Based on the feedback over the last several weeks, it’s become clear to me that we have an obligation to do more to provide balance and access to widely-accepted information from the medical and scientific communities guiding us through this unprecedented time. These issues are incredibly complex. We’ve heard you – especially those from the medical and scientific communities – and are taking the following steps:
- Today we are publishing our long-standing Platform Rules. These policies were developed by our internal team in concert with a number of outside experts and are updated regularly to reflect the changing safety landscape. These are rules of the road to guide all of our creators—from those we work with exclusively to those whose work is shared across multiple platforms. You can now find them on our newsroom, and they’ll live permanently on the main Spotify website. They are being localized into various languages to help our users understand how Spotify assesses all content on our platform.

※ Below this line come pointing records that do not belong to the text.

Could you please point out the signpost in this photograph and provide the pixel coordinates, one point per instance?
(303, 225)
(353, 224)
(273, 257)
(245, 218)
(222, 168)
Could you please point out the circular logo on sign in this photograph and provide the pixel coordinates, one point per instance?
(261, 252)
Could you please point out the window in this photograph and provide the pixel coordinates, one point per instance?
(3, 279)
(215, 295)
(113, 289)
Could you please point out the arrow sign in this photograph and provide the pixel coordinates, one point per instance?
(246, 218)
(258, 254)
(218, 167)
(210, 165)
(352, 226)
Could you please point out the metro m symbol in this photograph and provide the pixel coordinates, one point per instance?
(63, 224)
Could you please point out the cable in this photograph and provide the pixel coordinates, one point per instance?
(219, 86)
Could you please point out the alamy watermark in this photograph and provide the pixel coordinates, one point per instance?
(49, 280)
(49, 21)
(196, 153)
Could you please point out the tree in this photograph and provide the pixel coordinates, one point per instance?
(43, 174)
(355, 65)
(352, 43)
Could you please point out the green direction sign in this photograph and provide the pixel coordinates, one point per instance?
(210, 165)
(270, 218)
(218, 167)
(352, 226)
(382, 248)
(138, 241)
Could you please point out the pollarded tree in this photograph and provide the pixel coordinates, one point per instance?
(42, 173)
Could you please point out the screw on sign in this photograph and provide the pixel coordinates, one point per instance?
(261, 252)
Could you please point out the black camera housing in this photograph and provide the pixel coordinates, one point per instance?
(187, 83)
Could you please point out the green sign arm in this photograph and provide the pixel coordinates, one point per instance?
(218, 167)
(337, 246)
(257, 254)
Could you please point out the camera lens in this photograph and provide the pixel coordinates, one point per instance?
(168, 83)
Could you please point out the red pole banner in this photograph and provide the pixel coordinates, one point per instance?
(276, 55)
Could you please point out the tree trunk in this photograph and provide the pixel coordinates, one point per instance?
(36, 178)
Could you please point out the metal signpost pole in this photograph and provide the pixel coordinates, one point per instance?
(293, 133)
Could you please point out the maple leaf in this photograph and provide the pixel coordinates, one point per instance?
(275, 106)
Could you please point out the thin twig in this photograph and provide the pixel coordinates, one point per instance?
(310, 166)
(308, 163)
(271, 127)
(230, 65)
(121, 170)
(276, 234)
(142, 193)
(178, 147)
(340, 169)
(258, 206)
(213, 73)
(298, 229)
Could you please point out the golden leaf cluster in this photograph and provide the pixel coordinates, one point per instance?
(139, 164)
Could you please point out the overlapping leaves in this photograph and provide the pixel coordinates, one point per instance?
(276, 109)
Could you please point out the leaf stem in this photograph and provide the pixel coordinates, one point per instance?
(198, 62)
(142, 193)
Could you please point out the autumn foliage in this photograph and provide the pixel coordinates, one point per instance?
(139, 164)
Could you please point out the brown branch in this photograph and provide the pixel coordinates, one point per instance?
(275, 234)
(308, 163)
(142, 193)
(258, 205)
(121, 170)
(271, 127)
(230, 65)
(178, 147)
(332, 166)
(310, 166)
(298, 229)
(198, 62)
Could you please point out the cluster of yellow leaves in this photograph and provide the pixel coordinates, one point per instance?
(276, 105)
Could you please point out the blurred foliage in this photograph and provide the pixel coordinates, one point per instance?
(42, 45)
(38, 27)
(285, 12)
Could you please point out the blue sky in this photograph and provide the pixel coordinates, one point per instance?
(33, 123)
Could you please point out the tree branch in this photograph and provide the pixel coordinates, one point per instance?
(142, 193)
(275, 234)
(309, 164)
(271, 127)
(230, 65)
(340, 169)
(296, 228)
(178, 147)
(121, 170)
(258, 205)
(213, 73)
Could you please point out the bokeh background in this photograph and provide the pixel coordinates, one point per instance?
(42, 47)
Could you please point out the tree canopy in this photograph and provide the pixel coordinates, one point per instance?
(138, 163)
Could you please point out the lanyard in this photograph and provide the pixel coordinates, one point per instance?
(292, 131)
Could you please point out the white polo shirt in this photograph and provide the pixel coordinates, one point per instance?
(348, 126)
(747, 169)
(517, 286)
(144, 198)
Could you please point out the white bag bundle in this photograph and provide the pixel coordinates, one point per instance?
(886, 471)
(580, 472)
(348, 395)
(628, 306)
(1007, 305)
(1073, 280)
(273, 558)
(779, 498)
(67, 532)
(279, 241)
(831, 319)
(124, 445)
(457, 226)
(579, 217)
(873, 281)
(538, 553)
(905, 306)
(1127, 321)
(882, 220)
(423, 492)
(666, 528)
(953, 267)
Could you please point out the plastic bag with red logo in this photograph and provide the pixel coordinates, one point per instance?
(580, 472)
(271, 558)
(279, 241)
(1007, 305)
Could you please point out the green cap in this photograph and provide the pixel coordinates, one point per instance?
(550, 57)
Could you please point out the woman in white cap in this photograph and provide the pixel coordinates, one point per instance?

- We are working to add a content advisory to any podcast episode that includes a discussion about COVID-19. This advisory will direct listeners to our dedicated COVID-19 Hub, a resource that provides easy access to data-driven facts, up-to-date information as shared by scientists, physicians, academics and public health authorities around the world, as well as links to trusted sources. This new effort to combat misinformation will roll out to countries around the world in the coming days. To our knowledge, this content advisory is the first of its kind by a major podcast platform.
- We will also begin testing ways to highlight our Platform Rules in our creator and publisher tools to raise awareness around what’s acceptable and help creators understand their accountability for the content they post on our platform. This is in addition to the terms that creators and publishers agree to governing their use of our services.
I want you to know that from the very first days of the pandemic, Spotify has been biased toward action. We launched a variety of educational resources and campaigns to raise awareness and we developed and promoted a global COVID-19 Information Hub. We donated ad inventory to various organizations for vaccine awareness, funds to the World Health Organization and COVID-19 Vaccines Global Access (COVAX) to increase vaccine equity and supported the Go Give One fundraising campaign. And we established a music relief project to support the creative community. While this is not a complete list, I hope it gives you a sense of how seriously we’ve approached the pandemic as a company.
I trust our policies, the research and expertise that inform their development, and our aspiration to apply them in a way that allows for broad debate and discussion, within the lines. We take this seriously and will continue to partner with experts and invest heavily in our platform functionality and product capabilities for the benefit of creators and listeners alike. That doesn’t mean that we always get it right, but we are committed to learning, growing and evolving.